Richard Czimer, president and operator of Czimer's Game and Seafoods, Inc. in Lockport, pleaded guilty to purchasing the meat of a federally protected black spotted leopard (Panthera pardus) in August 1997. Czimer entered his plea before Judge Blanche Manning at the U.S. District Court in Chicago.
Czimer admitted that between August 1997 and October 31, 1998, he also purchased the carcasses of 16 federally protected tigers, four lions, two mountain lions and one liger (a tiger-lion hybrid). The animals were then skinned, butchered and sold as "lion meat" at Czimer's Meat and Seafood, realizing a profit of more than $38,000. Czimer said he purchased the carcasses from co-defendants William Kapp of Tinley Park, Illinois, Steven Galecki of Crete, Illinois, and Kevin Ramsey formerly of Oak Forest, Illinois, and now living in Wisconsin Czimer is scheduled to be sentenced June 27, 2003. As part of his guilty plea,
Czimer has agreed to pay $116,000 in restitution to the National Fish and Wildlife Foundation's Save the Tiger Fund.

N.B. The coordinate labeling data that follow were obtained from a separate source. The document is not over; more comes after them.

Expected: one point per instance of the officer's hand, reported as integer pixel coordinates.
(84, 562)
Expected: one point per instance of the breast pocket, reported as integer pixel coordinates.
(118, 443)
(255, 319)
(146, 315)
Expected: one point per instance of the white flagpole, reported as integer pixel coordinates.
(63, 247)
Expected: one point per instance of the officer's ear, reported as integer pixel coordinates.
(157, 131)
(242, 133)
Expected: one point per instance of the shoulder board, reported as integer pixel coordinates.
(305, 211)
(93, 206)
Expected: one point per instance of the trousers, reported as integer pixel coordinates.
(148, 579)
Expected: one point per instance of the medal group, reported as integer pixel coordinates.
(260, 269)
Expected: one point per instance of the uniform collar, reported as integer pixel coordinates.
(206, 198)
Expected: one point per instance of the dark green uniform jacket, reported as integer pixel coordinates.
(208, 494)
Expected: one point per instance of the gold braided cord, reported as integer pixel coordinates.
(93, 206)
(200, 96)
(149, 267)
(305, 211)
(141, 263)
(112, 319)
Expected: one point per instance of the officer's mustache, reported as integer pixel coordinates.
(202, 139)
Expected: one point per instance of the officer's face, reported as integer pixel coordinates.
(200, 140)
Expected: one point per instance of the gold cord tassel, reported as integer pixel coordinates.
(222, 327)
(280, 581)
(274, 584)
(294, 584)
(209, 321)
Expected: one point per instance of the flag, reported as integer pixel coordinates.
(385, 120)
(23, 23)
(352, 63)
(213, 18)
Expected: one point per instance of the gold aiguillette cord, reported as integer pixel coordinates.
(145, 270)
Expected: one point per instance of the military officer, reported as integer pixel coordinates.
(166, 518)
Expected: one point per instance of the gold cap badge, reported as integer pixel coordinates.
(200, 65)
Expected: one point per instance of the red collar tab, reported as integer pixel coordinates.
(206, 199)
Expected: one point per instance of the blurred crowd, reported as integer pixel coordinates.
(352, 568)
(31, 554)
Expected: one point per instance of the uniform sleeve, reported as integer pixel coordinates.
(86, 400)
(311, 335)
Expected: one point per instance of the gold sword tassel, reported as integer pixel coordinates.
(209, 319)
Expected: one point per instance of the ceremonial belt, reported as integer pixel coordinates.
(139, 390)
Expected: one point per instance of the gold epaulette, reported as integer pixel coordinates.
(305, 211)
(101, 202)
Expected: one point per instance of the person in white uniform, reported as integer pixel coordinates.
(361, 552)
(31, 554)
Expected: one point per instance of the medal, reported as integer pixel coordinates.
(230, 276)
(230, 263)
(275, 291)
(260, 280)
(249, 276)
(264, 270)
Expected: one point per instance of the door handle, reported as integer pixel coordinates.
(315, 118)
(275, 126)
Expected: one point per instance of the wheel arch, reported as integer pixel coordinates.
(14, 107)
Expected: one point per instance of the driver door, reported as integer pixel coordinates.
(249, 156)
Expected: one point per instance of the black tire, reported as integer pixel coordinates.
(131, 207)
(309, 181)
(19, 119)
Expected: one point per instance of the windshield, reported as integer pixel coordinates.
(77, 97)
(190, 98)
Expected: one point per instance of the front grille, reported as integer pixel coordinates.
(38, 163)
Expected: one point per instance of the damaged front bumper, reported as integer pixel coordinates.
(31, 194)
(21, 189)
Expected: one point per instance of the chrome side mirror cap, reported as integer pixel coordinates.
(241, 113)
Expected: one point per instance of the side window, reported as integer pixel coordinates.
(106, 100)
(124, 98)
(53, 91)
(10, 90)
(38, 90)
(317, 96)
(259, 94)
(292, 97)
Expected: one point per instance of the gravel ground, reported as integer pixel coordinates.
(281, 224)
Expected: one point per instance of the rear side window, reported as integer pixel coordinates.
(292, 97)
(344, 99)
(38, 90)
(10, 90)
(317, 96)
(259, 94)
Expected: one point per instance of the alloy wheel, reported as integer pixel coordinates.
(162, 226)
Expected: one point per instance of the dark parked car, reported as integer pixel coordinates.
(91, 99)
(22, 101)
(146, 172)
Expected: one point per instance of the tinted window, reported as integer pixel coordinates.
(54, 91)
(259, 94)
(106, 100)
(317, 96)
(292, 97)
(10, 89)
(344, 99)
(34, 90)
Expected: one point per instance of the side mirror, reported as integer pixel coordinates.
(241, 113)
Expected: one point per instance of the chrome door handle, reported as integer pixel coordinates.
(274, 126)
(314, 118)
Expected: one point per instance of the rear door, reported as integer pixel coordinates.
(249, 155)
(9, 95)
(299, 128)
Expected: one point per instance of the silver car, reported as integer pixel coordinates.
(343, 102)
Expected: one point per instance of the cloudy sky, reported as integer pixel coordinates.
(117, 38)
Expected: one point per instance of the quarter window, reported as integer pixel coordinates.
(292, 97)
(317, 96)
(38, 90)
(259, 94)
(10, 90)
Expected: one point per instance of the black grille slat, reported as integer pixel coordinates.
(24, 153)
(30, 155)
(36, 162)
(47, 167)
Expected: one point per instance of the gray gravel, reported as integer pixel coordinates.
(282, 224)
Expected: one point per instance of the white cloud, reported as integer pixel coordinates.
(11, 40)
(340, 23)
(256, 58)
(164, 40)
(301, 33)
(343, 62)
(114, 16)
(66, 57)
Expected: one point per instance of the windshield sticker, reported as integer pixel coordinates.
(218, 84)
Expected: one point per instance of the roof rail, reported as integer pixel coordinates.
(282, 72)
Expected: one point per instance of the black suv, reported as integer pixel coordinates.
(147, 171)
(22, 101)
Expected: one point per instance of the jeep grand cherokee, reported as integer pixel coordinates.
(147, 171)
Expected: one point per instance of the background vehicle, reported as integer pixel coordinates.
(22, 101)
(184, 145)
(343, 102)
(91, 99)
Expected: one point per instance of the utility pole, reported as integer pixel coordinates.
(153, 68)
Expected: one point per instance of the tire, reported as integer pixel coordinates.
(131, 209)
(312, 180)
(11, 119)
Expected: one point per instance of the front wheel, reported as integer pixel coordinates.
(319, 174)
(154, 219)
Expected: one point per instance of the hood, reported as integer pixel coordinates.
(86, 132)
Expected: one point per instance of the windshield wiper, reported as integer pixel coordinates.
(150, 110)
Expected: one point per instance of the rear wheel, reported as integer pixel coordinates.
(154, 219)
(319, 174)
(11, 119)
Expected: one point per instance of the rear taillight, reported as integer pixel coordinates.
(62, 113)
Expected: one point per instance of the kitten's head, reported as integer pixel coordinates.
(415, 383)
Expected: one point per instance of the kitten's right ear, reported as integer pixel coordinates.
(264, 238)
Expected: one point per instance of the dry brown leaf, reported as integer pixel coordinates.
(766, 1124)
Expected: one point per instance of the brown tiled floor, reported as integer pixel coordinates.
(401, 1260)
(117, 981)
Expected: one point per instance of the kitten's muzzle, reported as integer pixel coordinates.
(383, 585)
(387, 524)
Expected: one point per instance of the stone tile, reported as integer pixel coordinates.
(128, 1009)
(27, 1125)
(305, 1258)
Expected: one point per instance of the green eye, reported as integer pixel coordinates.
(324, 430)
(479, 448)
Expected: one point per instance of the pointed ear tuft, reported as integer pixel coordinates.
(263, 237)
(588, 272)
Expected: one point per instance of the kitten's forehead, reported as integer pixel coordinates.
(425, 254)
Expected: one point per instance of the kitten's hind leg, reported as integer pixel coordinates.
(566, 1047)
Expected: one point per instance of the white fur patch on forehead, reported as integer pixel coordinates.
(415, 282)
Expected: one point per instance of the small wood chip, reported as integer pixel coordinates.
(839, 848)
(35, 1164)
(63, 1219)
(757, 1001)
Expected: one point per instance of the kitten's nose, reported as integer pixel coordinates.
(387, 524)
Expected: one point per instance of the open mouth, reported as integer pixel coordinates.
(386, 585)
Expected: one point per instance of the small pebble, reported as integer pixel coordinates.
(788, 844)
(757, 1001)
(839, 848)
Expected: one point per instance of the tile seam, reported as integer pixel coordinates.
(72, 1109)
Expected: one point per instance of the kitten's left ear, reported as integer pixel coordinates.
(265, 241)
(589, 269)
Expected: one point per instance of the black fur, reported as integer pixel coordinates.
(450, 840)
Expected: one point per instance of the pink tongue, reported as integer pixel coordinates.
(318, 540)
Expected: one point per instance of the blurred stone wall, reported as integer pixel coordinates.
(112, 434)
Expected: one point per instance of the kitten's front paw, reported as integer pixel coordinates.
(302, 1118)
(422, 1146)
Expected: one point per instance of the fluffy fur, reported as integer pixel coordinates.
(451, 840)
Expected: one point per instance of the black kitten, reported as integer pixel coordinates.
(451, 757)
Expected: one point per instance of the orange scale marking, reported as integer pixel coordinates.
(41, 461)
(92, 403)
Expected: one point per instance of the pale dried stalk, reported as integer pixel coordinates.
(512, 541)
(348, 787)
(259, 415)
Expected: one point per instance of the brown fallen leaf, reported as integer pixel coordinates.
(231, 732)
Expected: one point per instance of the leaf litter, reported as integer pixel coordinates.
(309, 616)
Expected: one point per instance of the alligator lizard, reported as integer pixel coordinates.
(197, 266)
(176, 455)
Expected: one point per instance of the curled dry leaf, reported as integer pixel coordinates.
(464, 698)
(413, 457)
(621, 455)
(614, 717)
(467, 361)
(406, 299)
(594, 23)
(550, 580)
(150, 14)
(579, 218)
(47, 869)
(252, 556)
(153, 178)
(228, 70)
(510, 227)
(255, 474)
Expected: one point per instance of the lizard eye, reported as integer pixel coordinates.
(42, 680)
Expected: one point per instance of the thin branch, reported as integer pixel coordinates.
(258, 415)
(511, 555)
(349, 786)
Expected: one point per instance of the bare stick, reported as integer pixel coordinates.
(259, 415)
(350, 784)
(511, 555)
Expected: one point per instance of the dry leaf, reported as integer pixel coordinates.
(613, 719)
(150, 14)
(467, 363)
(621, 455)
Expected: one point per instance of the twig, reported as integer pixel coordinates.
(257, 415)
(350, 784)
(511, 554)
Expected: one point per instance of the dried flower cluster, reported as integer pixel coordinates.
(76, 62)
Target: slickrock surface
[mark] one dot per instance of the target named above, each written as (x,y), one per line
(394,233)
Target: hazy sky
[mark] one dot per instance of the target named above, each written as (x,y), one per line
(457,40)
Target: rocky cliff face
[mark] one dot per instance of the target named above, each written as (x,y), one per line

Czimer was among seven men indicted in Chicago in May 2002 on numerous wildlife protection and trafficking charges. A total of 17 individuals and one business in eight states were charged as a result of a lengthy investigation by special agents of the U.S. Fish and Wildlife Service into the trafficking of exotic animals. Service investigators, working closely with U.S. Attorney's Offices in Illinois, Missouri and Michigan uncovered a group of residents and small business owners in the Midwest that allegedly bought and killed exotic tigers, leopards, snow leopards, lions, mountain lions, cougars, mixed breed cats and black bears with the intention of introducing meat and skins into the lucrative animal parts trade.
Tigers are listed as endangered under the federal Endangered Species Act. The law also protects leopards, which are classified as either endangered or threatened depending on the location of the wild population. Although federal regulations allow possession of tigers bred in captivity, the regulations stipulate activities involving their use must be to enhance the propagation or survival of the species.
It is unlawful to kill the animals for sport or profit, or to sell their hides, parts or meats into interstate commerce.